Ray Liz and me we woke up at around 8. Liz couldn't sleep on account she says of a dream she had where her heart stopped. That's rough I told her. I put my hand on her leg like I used to, before everything happened, before the accident and before Jake and Holly made everything all crazy. Jake and Holly, those are our cats.

You love those cats more than you love me, I would tease Liz. No I don't she says, and she'd laugh like she did the night we met, at that bar in Boston, the bar we went to when things were easy.

The ugly girl next door played her cello until 10:00. I never liked the cello, more a viola man, just give me a viola, a roof over my head and a glass of Makers with a little milk and a sliver of ice. That's what my dad and me used to drink when I came home from school and we'd shovel the stables and he'd tell me about how mom was before the plant closed down. I told him I wasn't going back to school. Oh yes you are he said. Dad could be as pleasant as a split lip - good enough dad though.

I never did go back to school.

I told Liz goodbye and my ipod and me we got on the train to work. Jake looked at me like a cat does when he knows you lied - Jake can smell it. I knew I told him I would throw the ball. He knew I told him. Since when does a guy have to throw a ball when he said he would throw it? Crazy cat.

The train was a tank of hot. Three black girls were loud and they talked loud and I looked at them out of the corner of my eye. I told myself I wasn't racist, but I just didn't like loud people. That's what I told myself.

Sometimes I wish the train would just head straight into the Hudson - sometimes I wish I had a mug of coffee with a little bourbon, three of those little onions and some Pepsi. Pepsi is what this 2-fingered cook drank that I worked with when I was in school. His fingers always looked like wieners - the little kind that rich people wrap up and eat at parties. Liz will sometimes say, two fingers? he only had one finger, she says, and one thumb.

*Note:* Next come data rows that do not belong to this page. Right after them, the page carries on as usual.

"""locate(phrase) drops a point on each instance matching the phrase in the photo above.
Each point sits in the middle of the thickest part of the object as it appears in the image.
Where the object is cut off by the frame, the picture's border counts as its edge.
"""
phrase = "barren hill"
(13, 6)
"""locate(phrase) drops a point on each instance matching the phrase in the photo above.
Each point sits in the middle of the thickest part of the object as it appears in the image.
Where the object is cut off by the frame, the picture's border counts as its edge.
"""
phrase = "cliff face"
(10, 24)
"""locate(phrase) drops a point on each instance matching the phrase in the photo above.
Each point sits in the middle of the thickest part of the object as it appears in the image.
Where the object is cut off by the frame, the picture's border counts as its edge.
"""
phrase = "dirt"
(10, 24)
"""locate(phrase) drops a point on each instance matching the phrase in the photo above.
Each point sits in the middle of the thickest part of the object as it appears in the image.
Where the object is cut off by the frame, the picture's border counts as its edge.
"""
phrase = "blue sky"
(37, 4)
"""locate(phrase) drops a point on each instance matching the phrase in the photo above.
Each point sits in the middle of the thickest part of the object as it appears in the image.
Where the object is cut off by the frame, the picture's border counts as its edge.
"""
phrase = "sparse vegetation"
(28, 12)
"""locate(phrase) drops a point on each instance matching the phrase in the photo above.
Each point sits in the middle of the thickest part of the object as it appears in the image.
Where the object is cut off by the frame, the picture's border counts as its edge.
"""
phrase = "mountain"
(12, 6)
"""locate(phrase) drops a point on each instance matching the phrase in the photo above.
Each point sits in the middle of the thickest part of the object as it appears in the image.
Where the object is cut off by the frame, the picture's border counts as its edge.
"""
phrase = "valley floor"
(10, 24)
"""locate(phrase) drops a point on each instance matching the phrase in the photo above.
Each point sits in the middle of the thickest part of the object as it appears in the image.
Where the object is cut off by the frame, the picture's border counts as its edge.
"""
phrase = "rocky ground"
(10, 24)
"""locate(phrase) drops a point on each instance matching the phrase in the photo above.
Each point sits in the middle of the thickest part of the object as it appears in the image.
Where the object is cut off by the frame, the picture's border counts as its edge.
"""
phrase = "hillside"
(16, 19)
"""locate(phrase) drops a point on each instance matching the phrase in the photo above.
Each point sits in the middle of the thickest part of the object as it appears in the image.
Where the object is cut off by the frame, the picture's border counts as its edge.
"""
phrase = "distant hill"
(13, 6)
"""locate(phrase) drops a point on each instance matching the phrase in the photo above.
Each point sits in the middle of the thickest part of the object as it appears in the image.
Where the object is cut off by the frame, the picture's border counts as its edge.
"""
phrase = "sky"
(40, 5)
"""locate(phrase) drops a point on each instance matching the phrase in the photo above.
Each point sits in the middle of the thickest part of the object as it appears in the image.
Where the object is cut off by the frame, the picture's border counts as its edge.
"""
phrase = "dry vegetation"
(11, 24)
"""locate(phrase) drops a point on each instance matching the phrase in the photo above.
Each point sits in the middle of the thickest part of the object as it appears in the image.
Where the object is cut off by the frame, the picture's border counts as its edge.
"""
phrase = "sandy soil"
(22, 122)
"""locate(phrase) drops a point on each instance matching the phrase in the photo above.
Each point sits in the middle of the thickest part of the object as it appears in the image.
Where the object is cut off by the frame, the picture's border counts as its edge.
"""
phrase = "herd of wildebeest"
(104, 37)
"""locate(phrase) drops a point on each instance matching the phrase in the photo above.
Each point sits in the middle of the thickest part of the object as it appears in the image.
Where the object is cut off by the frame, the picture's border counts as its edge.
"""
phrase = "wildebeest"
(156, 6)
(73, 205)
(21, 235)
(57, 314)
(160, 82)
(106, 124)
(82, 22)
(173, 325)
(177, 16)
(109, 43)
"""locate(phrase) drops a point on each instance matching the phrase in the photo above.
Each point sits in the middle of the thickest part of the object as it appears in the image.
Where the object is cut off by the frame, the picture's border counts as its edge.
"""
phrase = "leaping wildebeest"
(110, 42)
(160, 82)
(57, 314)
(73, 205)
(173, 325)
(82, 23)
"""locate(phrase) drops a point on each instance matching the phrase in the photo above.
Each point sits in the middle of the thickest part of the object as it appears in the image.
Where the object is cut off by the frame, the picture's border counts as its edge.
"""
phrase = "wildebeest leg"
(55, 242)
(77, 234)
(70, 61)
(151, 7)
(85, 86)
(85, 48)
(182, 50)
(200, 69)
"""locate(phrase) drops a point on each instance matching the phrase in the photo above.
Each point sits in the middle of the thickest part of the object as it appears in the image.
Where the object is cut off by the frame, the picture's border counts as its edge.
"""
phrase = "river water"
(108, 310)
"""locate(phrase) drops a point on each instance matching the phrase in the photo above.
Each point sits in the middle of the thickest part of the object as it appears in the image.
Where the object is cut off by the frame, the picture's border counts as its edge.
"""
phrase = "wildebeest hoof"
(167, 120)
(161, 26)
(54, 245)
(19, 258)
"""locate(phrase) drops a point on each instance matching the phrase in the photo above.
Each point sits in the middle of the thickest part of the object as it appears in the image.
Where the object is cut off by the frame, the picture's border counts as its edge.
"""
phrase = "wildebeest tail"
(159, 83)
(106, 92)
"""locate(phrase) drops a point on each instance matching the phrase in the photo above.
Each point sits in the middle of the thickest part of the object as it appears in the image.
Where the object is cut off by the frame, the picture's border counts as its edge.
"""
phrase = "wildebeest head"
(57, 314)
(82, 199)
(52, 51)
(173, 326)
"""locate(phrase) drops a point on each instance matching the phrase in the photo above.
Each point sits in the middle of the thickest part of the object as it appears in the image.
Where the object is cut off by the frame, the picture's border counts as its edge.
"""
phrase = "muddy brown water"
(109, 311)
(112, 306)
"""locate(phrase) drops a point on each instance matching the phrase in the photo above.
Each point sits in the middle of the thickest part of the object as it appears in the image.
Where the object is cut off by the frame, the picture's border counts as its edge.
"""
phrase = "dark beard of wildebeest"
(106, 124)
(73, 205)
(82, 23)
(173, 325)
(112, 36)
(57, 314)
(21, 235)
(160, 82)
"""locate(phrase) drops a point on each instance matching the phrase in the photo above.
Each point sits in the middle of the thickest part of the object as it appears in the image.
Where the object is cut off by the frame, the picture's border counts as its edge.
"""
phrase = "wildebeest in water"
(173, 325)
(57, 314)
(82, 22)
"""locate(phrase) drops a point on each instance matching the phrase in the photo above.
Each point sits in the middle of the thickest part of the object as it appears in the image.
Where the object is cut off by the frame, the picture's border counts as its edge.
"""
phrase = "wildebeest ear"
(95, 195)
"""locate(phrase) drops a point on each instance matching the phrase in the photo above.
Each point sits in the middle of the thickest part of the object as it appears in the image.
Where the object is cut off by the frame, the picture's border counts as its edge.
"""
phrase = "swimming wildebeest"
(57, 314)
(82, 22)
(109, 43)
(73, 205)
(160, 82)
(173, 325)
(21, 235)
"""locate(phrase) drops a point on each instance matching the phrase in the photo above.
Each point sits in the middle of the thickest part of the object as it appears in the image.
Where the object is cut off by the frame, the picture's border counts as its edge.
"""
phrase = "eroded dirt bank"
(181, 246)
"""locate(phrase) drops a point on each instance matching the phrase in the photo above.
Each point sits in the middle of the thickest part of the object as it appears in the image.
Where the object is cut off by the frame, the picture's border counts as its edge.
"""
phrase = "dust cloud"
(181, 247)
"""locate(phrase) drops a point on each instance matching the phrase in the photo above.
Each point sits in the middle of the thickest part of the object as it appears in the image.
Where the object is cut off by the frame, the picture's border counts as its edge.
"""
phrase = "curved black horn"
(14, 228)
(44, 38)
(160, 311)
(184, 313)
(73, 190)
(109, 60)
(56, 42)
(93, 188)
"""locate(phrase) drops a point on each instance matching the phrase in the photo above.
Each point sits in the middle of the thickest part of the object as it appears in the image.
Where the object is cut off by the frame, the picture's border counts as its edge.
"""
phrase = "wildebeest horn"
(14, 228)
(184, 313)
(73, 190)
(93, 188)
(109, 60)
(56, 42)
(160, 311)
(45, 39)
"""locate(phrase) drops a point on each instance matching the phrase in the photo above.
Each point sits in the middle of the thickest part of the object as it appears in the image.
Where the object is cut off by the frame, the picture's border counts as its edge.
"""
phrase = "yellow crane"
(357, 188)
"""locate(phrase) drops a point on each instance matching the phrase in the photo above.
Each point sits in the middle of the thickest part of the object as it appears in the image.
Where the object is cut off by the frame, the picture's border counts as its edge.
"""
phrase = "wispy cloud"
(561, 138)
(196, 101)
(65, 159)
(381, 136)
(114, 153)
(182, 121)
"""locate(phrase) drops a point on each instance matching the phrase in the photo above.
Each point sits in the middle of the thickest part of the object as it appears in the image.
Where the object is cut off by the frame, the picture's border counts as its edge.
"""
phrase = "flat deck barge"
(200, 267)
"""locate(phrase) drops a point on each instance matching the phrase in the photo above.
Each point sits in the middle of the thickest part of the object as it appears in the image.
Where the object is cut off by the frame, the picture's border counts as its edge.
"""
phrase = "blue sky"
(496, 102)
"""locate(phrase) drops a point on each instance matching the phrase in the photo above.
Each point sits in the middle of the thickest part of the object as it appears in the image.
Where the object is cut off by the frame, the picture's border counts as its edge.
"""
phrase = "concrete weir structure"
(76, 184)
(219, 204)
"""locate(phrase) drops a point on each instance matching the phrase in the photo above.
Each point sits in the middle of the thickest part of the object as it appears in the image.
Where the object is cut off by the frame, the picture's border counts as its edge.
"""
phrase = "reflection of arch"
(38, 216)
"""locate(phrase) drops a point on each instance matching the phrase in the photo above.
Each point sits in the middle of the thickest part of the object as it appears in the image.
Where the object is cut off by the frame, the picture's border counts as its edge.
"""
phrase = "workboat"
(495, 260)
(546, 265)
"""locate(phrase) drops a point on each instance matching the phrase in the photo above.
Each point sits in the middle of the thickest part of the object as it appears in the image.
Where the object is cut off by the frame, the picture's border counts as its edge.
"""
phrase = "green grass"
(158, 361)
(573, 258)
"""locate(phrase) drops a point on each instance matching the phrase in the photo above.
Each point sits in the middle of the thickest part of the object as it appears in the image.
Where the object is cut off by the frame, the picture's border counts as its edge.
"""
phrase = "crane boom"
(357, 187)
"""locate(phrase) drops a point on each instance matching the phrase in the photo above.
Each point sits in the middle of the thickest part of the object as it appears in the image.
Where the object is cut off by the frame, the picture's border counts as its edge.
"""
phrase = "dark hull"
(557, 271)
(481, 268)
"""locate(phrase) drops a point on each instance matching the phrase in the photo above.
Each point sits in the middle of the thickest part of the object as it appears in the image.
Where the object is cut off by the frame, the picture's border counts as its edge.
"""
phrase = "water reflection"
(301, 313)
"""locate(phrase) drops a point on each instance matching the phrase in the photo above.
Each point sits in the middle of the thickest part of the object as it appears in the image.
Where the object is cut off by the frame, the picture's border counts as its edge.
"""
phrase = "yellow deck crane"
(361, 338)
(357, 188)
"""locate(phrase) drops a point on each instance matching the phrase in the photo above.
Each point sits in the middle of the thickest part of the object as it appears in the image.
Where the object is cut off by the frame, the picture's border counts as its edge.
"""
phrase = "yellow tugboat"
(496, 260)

I never knew why she didn't think a thumb was a finger - sure looks likes a finger to me.

You pick your fights though, after what happened with the pony and the fat Chinese girl in Boise - I can't go talking sharp to Liz, cause she'll leave again, maybe this time for real.

I got home at 9 - Liz was drinking an old-fashioned, the sugared rim kind, with a cherry and an orange. She said it reminded her of her uncle Joe, the one who painted the cabin up in the Catskills. Me I had a strawberry malted, made it just like I used to, before the leg came off - I mixed the malted with Dewars and blue curacao and then put the whole darn thing in a pineapple that I had hollowed out on the way home. I put in an umbrella, too.

A pineapple she said, what the heck is with you? She didn't look at me when she said that, though, she was looking somewhere else.